O presidente dos Estados Unidos, Donald Trump, endureceu o tom nesta terça-feira (21) ao afirmar, em entrevista à CNBC, que não pretende prorrogar o cessar-fogo com o Irã, previsto para expirar nesta quarta-feira (22). Trump declarou que os EUA ocupam uma posição de força nas negociações e que a expectativa é de um “grande acordo” ou a retoma imediata das ações militares. “Não quero fazer isso [prorrogar]. Não temos muito tempo”, disse o presidente, sinalizando que a paciência de Washington com o regime de Teerã chegou ao limite após semanas de paralisia no Estreito de Ormuz.

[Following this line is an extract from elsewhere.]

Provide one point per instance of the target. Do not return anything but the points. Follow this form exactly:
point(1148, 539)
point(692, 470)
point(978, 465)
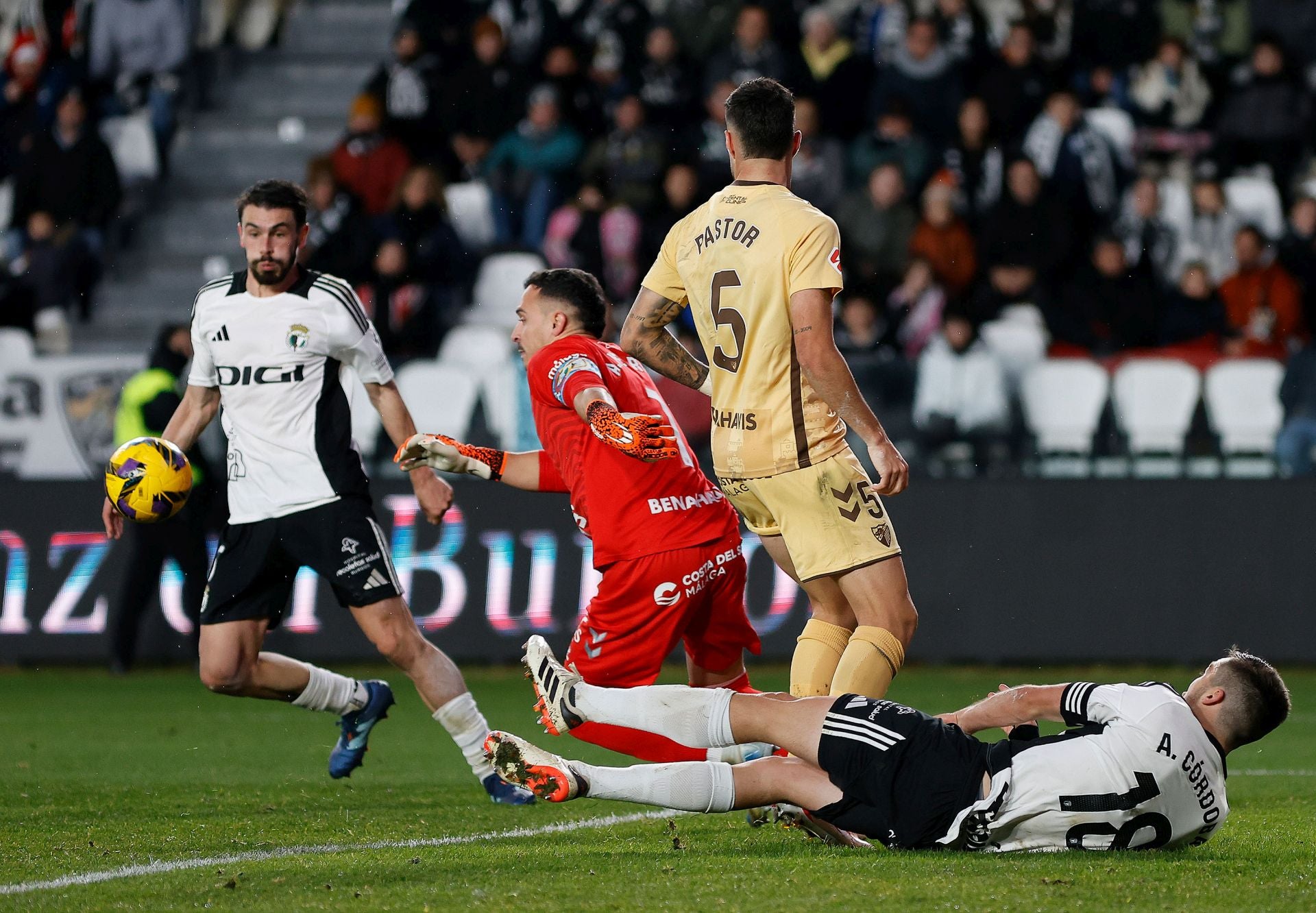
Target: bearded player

Apesar da retórica agressiva de Trump, o corpo diplomático norte-americano faz um esforço de última hora. O vice-presidente JD Vance partiu hoje dos Estados Unidos rumo a Islamabad, no Paquistão, para liderar a delegação que tentará reativar as conversas de paz. Vance é acompanhado por conselheiros estratégicos como Jared Kushner e o enviado especial Steve Witkoff. O governo norte-americano aposta que o isolamento naval e o impacto econômico forçarão os líderes iranianos a aceitarem os termos impostos, que incluem a reabertura total da navegação no Golfo e restrições ao programa nuclear.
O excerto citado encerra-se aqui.